L’affermazione del giudice di merito, secondo cui, considerata l’eziologia dell’incidente, non era stato provato il consolidarsi in capo alla Z. di un proprio danno morale, come tale trasmissibile agli eredi, di talchè nulla poteva essere riconosciuto agli attori iure hereditatis, è conforme alla consolidata giurisprudenza di legittimità, dalla quale il collegio non intende discostarsi.

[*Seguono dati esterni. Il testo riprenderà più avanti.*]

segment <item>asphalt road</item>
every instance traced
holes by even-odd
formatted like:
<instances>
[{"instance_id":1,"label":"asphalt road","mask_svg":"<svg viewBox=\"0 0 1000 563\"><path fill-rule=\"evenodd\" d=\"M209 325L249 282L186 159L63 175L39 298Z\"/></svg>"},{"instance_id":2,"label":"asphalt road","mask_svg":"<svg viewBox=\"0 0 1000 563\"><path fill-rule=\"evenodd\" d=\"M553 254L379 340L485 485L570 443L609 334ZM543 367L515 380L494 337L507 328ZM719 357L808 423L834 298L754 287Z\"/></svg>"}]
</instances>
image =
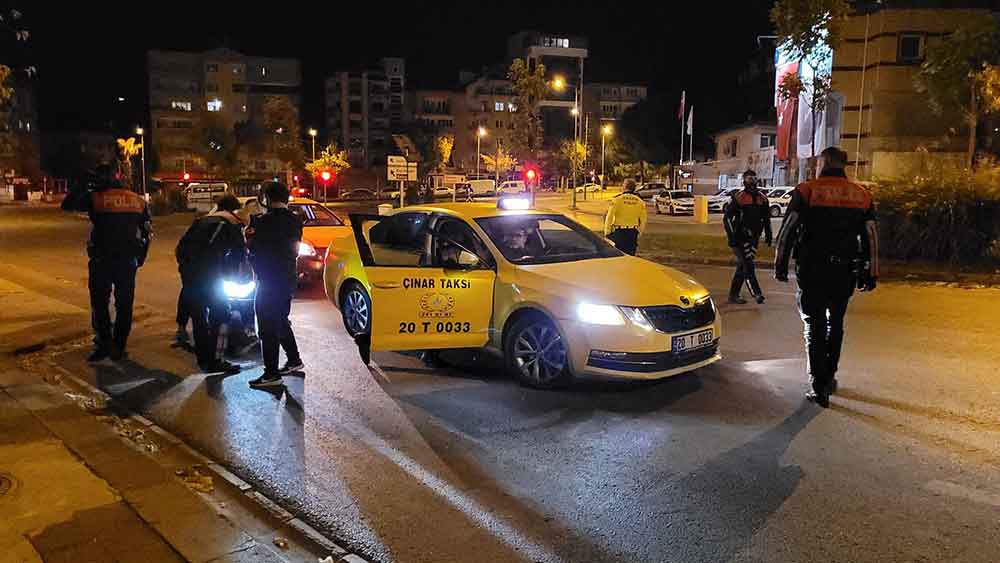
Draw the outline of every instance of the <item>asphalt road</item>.
<instances>
[{"instance_id":1,"label":"asphalt road","mask_svg":"<svg viewBox=\"0 0 1000 563\"><path fill-rule=\"evenodd\" d=\"M841 393L802 400L793 288L724 308L725 359L662 382L519 387L489 358L357 358L316 290L307 366L195 375L168 348L173 244L158 221L132 361L60 362L379 561L982 561L1000 545L1000 290L884 284L849 315ZM0 277L86 303L86 222L0 207ZM716 295L728 271L687 268Z\"/></svg>"}]
</instances>

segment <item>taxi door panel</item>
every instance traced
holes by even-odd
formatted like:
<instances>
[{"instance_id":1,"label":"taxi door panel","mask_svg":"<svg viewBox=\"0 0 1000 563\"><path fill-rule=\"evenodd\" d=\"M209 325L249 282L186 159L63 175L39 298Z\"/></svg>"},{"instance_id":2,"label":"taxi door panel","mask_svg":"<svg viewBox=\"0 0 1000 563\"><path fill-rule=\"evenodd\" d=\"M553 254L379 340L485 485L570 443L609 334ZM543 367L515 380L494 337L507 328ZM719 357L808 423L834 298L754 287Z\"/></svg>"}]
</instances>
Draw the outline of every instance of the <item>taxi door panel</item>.
<instances>
[{"instance_id":1,"label":"taxi door panel","mask_svg":"<svg viewBox=\"0 0 1000 563\"><path fill-rule=\"evenodd\" d=\"M481 348L493 313L492 270L365 268L372 350Z\"/></svg>"},{"instance_id":2,"label":"taxi door panel","mask_svg":"<svg viewBox=\"0 0 1000 563\"><path fill-rule=\"evenodd\" d=\"M496 273L424 265L419 215L350 216L371 286L372 350L481 348Z\"/></svg>"}]
</instances>

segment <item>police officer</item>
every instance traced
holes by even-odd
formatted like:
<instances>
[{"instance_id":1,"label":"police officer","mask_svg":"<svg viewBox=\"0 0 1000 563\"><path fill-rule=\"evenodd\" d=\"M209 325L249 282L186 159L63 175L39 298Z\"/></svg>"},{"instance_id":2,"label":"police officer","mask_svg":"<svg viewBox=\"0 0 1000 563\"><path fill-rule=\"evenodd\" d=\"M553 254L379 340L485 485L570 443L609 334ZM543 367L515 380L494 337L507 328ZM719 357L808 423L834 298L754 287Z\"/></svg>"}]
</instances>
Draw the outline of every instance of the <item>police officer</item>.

Questa Certe ha invero a più riprese ribadito:
a) che in caso di lesione dell’integrità fisica con esito letale, un danno biologico risarcibile in capo al danneggiato, trasmissibile agli eredi, è configurabile solo se la morte sia intervenuta dopo un apprezzabile lasso di tempo, sì da potersi concretamente configurare un’effettiva compromissione dell’integrità psicofisica del soggetto leso, non già quando la morte sia sopraggiunta immediatamente o comunque a breve distanza dall’evento, giacchè essa non costituisce la massima lesione possibile del diritto alla salute, ma lesione di un bene giuridico diverso, e cioè del bene della vita (confr. Cass. civ. 17 gennaio 2008, n. 870; Cass. civ. 28 agosto 2007, n. 18163; Corte cost. n. 372 del 1994);
b) che parimenti il danno cosiddetto catastrofale – e cioè la sofferenza patita dalla vittima durante l’agonia – è risarcibile e può essere fatto valere iure hereditatis unicamente allorchè essa sia stata in condizione di percepire il proprio stato, abbia cioè avuto l’angosciosa consapevolezza della fine imminente, mentre va esclusa quando all’evento lesivo sia conseguito immediatamente il coma e il danneggiato non sia rimasto lucido nella fase che precede il decesso (confr. Cass. civ. 28 novembre 2008, n. 28423; Cass. civ. 24 marzo 2011, n. 6754);
c) che non è risarcibile il danno tanatologico, da perdita del diritto alla vita, fatto valere iure successionis dagli eredi del de cuius, per l’impossibilità tecnica di configurare l’acquisizione di un diritto risarcitorio derivante dalla lesione di un bene intrinsecamente connesso alla persona del titolare, e da questo fruibile solo in natura: e invero, posto che finchè il soggetto è in vita, non vi è lesione del suo diritto alla vita, mentre, sopravvenuto il decesso, il morto, in quanto privo di capacità giuridica, non è in condizione di acquistare alcun diritto, il risarcimento finirebbe per assumere, in casi siffatti, un’anomala funzione punitiva, particolarmente percepibile laddove il risarcimento dovesse essere erogato a eredi diversi dai congiunti o, in mancanza di successibili, addirittura allo Stato (confr. Cass. civ. 24 marzo 2011, n. 6754; Cass. civ. 16 maggio 2003, n. 7632);
A ben vedere, a monte di tali opzioni ermeneutiche, e soprattutto dell’ultima, vi è l’elementare considerazione che, in caso di morte di un congiunto, la stessa nozione di risarcimento per equivalente – e cioè di un intervento a carico del danneggiante che serva a rimettere il patrimonio del soggetto leso nella situazione in cui si sarebbe trovato se non fosse intervenuto l’atto illecito – ha senso solo con riferimento alle conseguenze di carattere patrimoniale del fatto pregiudizievole, predominante essendo invece la funzione consolatoria dell’erogazione pecuniaria (non a caso tradizionalmente definita denaro del pianto), inattuabile, per forza di cose, nei confronti del defunto (confr. Cass. civ. 6754/2011 e 7632/2003 cit.).
Dirimente è in proposito la considerazione della irriducibile a somma disomogeneità tra bene inciso e mezzo attraverso il quale ne viene attuata la reintegrazione e, prima e ancor più, dell’impossibilità fisica di erogare la tutela in favore del soggetto che di quel bene era titolare.
8 In definitiva entrambi i ricorsi devono essere rigettati. L’esito complessivo del giudizio consiglia compensarne integralmente le spese tra le parti.
P.Q.M.
La Corte riunisce i ricorsi e li rigetta entrambi. Compensa integralmente tra le parti le spese del giudizio.